Not only did my friend take down his original post, he’s declined follow up interview requests from news outlets. But the Kobach camp keeps resurrecting the storyline because it stirs up their base. It stokes the outrage about the perceived threat to their rights, and what’s more, it earns him a solid endorsement from the NRA. I’d love to know how much money they’ve given to his campaign so far, but none of my digging around has yielded actual numbers. In Kansas, that money is so dark you can’t see it.
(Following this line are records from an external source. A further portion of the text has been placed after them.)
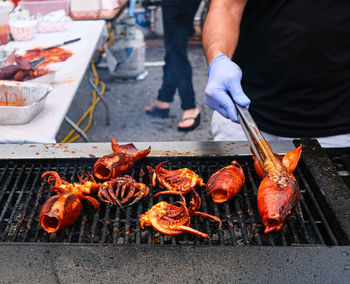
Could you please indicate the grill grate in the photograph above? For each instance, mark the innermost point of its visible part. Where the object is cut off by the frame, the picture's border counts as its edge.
(22, 193)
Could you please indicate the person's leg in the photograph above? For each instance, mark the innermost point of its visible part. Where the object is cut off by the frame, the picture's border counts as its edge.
(190, 116)
(171, 13)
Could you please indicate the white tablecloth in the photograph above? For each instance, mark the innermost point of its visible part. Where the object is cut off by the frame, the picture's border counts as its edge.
(44, 127)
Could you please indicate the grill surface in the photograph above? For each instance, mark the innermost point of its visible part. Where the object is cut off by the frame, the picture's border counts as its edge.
(22, 193)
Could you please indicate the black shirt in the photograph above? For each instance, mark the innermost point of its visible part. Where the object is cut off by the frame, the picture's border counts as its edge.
(295, 59)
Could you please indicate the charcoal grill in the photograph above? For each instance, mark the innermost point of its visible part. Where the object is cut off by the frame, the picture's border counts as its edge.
(319, 224)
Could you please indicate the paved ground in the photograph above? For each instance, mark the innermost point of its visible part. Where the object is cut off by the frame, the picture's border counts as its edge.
(127, 98)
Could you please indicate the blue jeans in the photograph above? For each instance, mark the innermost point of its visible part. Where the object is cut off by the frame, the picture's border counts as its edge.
(177, 72)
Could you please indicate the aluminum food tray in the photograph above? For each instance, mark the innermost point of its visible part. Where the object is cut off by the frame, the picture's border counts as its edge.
(7, 57)
(30, 99)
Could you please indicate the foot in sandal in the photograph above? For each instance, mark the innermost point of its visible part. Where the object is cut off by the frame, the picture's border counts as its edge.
(158, 109)
(190, 120)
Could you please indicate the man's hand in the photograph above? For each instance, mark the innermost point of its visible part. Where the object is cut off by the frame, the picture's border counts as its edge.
(225, 76)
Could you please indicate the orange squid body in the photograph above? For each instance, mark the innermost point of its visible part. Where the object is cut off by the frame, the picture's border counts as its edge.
(119, 162)
(276, 202)
(225, 183)
(60, 212)
(278, 194)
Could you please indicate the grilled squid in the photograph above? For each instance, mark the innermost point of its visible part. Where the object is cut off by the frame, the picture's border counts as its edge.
(119, 162)
(183, 180)
(279, 191)
(122, 190)
(225, 183)
(61, 211)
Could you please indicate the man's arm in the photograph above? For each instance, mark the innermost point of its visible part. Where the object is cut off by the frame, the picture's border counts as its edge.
(220, 37)
(221, 27)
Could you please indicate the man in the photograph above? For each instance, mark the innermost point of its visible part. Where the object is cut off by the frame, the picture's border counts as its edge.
(295, 59)
(177, 72)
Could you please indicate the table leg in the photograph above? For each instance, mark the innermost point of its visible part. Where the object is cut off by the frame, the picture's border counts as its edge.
(102, 99)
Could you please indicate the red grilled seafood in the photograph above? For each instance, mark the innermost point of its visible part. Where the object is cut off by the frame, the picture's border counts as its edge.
(225, 183)
(279, 191)
(87, 185)
(121, 190)
(173, 220)
(61, 211)
(119, 162)
(174, 181)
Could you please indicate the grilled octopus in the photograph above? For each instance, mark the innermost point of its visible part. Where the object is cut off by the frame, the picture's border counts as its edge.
(173, 220)
(121, 190)
(279, 191)
(62, 210)
(225, 183)
(183, 180)
(86, 185)
(119, 162)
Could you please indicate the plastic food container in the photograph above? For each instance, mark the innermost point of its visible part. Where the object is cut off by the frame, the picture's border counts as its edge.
(23, 30)
(21, 102)
(53, 22)
(85, 9)
(4, 27)
(48, 78)
(45, 7)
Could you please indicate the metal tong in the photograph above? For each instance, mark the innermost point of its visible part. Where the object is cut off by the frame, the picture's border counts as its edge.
(261, 149)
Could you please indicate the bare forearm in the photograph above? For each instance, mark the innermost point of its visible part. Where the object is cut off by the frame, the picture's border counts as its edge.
(221, 28)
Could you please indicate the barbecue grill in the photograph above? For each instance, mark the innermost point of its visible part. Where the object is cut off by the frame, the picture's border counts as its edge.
(314, 244)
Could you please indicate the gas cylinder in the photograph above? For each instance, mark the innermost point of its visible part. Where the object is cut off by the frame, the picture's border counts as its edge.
(126, 54)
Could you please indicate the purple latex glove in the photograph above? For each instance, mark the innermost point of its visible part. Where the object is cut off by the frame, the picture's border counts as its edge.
(225, 76)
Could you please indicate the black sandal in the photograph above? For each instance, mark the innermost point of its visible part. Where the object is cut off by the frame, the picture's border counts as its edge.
(196, 123)
(158, 112)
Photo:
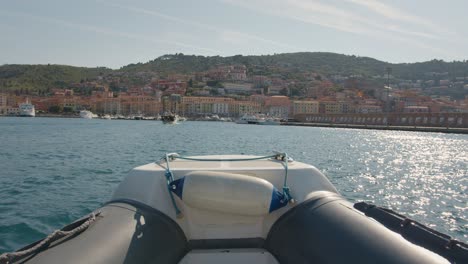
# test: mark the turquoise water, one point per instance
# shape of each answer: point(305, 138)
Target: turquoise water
point(53, 171)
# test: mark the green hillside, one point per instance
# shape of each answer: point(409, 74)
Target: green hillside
point(44, 77)
point(287, 65)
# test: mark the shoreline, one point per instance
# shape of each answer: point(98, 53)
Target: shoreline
point(449, 130)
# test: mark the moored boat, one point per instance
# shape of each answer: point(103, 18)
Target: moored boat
point(169, 118)
point(87, 114)
point(250, 119)
point(27, 109)
point(237, 208)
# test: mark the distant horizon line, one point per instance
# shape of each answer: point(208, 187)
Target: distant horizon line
point(258, 55)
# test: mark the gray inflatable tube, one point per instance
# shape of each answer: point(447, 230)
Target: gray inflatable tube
point(325, 229)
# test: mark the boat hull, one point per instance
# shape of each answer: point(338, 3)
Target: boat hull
point(145, 223)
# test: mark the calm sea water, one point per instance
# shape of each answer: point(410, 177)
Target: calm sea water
point(53, 171)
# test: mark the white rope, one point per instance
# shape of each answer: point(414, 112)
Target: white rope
point(7, 258)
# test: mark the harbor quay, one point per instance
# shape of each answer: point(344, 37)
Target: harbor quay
point(427, 122)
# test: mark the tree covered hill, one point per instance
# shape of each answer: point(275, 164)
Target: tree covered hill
point(44, 77)
point(289, 65)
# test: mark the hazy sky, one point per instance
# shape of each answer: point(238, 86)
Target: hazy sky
point(114, 33)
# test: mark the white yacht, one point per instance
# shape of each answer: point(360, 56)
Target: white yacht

But meanwhile, these followers he’s stoking up are threatening churches. And children. Meanwhile, there’s no real response from the campaign to the actual concerns addressed by my friend’s original message; concerns that have been echoed by many in this community, including the City of Shawnee itself, who may be changing their parade rules now to keep such fool things from happening in the future.
I always try to acknowledge the reality of “not all gun owners…” Not all gun enthusiasts behave this way, I know, I know. But y’all “responsible gun owners” need to come get your people, because they have jumped the rails. This is not about second amendment anymore. The right to own guns is one thing, but the needless display of pointing an automatic weapon at a crowd of children is another. Faith leaders calling that out are not attacking anybody’s rights. To say that they are is dangerous, and that’s exactly what the Kobach campaign is doing. It’s dangerous, it’s irresponsible, and it has nothing to do with freedom.
I could preach daily on the need to reclaim civil discourse that doesn’t involve name-calling or threats towards children and worshipping communities. I could also point out that the gospel–which many conservative voters in these camps tend to claim is moderately important to them–is, above all else, a directive for a life of radical, uncompromising non-violence. But that seems to land nowhere.
What I’ll remind us of, instead, is that Kobach and his like-minded counterparts care far less about your Second Amendment rights than they do about the big bucks from the NRA. They care more about sound bites and frothing up the masses than they do about engaging their actual communities in actual discourse about real issues. Like so many politicians these days, Kobach hides behind the guns to cover up a lack of substance; the weakness of his message; and the presence of any real moral fiber or leadership ability.
In other words: men who hide behind large guns are clearly compensating for something.